Lastly, Obelisks do not closely resemble any existing mobile genetic elements, raising the question of their appropriate designation. Throughout this work, Obelisks have been referred to as ‘viroid-like’, drawing comparisons to viroids and HDV. However, viroids are in-part defined by their non-coding nature 6,7, and HDV-like elements are defined by homology to the large hepatitis Delta antigen (L-HDAg, and in the case of HDV, human tropism and a satellite relationship to Hepatitis B virus) 8. By virtue of their predicted coding capacity, which does not resemble L-HDAg, Obelisks are then neither strictly viroids, nor Delta-like elements. The predicted self-complementarity of the Oblin-1 further deviates from L-HDAg, likely imposing a set of unique evolutionary constraints (protein tertiary structure in addition to RNA secondary structure), that are not experienced by viroids and HDV-like elements. We therefore propose these proteins be referred to as “Oblins”. Viruses are already ill-defined, with sub-viral agents (such as viroids and HDV) being defined within the then more nebulous ‘perivirosphere’ 45, but part of ‘sub-virality’ is the implication of virus-like behaviour, either in transmission (e.g. via virions), in host impact (e.g. a pathology), or in replication (e.g. a co-opting viral replication machinery). Currently, it is not possible to assign transmission mode, host impact, or replication mode of Obelisks, suggesting that these elements might not even be ‘viral’ in nature and might more closely resemble “RNA plasmids”. As such, we propose that the term “Obelisk” be used to refer to these agents as they are distinct from other sub-viral satellites 46, viroids, and HDV.
Methods
VNom
VNom (pronounced venom, short for “Viroid Nominator”) was written to sequentially filter, in a homology-independent manner, for contigs with molecular features consistent with viroid-like biology from de novo assembled stranded RNA-seq data, namely: apparent circularity, and the co-occurrence of both positive- and negative-sense strands within a given sample (Supplementary Figure 2). As an input, VNom can take in any De Bruijn graph assembled contigs from stranded RNA-seq data; however, VNom is optimised to work on the output from rnaSPAdes 47. Initially, apparent circularity is inferred by identifying perfect k-mer repeats between the start and end of a contig: a previously exploited 2,12,48 sequence feature produced from circular De Bruijn graphs which are in turn produced from repetitive or circular transcripts during assembly. These apparently circular contigs are further de-concatenated into apparent unit-length, monomeric sub-sequences if a regular repetition of the identified k-mer is found, as is analogously done in 14. The resulting apparently circular contigs are then clustered with circUCLUST 49 and clusters containing at least one apparent sense and one antisense contig are kept (as inferred by k-mer counting). Any previously filtered out contigs that produce strong global alignments (usearch -usearch_global) 50 to these resulting sense-antisense clusters are then re-introduced where any clusters with now mutual contigs are merged. Local alignment (usearch -usearch_local) is then used to resolve and annotate any new multi-unit-length contigs into monomeric sub-sequences, and any sub-unit-length sequences into fragments. Finally, the resulting clusters are all “phased” to the same circular permutation using the multiple sequence aligner MARS 51. VNom is freely available at github.com/Zheludev/VNom.

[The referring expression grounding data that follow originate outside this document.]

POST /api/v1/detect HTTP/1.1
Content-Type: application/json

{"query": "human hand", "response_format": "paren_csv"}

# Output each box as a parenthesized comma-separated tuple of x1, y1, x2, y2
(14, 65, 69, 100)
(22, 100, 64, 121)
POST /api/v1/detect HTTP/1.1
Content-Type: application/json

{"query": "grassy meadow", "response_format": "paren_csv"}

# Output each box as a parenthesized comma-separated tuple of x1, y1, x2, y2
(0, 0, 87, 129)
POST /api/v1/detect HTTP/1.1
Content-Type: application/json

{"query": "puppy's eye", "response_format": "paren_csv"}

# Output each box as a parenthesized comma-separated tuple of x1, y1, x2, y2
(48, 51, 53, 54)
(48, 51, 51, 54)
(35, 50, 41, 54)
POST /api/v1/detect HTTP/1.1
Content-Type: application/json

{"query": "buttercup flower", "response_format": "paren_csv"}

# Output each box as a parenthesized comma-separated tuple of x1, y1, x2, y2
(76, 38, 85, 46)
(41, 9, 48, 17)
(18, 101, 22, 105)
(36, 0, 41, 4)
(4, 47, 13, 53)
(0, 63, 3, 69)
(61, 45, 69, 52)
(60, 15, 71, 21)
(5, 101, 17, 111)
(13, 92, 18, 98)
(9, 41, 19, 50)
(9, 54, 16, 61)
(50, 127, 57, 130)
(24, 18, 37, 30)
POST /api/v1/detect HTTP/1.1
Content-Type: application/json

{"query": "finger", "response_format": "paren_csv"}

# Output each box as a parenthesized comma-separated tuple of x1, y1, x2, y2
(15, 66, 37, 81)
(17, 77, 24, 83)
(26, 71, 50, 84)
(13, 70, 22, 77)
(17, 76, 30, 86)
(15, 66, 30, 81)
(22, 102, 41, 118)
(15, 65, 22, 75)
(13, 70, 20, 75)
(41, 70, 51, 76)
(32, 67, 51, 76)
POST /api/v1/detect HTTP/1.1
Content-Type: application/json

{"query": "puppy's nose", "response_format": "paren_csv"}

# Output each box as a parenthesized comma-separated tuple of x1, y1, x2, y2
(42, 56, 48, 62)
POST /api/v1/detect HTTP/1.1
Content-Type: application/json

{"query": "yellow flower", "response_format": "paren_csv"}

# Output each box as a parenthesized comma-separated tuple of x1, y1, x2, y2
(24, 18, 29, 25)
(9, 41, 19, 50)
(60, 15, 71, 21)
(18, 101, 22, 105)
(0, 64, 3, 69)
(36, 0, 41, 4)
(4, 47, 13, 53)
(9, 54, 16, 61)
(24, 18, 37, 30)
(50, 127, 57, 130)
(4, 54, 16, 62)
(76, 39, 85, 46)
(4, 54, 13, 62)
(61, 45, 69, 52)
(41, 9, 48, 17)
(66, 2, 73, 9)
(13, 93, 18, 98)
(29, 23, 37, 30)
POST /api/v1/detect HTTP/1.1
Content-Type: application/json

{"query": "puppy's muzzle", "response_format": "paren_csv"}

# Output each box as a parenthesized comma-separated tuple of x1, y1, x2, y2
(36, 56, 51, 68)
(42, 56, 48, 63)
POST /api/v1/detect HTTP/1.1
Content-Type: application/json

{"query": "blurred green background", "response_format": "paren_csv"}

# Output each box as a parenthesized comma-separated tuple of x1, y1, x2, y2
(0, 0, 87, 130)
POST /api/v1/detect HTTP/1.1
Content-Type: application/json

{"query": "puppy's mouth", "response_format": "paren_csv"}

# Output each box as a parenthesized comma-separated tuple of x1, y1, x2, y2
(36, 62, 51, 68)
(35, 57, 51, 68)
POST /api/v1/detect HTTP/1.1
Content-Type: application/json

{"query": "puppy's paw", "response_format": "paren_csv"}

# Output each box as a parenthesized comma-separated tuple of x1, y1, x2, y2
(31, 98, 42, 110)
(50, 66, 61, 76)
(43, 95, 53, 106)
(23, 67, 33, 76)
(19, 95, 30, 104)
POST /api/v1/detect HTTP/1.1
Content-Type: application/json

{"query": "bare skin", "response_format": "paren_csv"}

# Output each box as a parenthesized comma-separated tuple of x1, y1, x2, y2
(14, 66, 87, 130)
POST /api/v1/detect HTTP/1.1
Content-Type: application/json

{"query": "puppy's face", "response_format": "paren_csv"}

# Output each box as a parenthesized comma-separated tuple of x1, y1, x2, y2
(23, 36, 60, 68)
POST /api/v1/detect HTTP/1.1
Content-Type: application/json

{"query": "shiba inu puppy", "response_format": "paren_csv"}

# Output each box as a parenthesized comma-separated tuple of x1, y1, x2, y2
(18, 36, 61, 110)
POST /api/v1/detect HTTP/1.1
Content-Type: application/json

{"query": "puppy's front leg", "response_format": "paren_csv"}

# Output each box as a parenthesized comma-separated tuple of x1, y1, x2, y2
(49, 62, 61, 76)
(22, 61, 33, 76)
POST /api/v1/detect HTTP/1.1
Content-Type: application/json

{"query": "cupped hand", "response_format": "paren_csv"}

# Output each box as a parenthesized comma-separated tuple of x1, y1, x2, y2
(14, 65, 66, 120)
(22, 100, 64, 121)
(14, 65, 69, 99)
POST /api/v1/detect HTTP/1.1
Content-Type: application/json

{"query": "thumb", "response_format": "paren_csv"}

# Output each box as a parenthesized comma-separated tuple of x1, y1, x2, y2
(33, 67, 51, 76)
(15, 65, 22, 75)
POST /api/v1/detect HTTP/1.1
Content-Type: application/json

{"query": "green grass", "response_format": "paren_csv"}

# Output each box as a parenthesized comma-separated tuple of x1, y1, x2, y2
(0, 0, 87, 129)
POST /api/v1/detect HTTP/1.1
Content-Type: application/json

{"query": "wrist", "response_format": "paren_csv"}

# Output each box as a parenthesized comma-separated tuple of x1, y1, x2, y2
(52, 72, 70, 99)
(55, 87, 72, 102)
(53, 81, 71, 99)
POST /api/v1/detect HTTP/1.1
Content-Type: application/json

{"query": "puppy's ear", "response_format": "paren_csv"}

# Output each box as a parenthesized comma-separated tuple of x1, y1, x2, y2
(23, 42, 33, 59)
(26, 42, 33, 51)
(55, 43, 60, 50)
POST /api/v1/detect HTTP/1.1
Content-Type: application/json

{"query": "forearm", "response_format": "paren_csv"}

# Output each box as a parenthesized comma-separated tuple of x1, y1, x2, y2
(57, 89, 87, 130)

Initial Obelisk identification
Stranded RNA-seq data were fetched from the SRA 52 using fasterq-dump 53, adapter and quality filtered using fastp (--average_qual=30 --n_base_limit=0 --cut_front --cut_tail) 54, and de novo assembled with rnaSPAdes (default settings). Viroid-like sequences were identified using VNom (-max 2000 -CF_k 10 -CF_simple 0 -CF_tandem 1 -USG_vs_all 1).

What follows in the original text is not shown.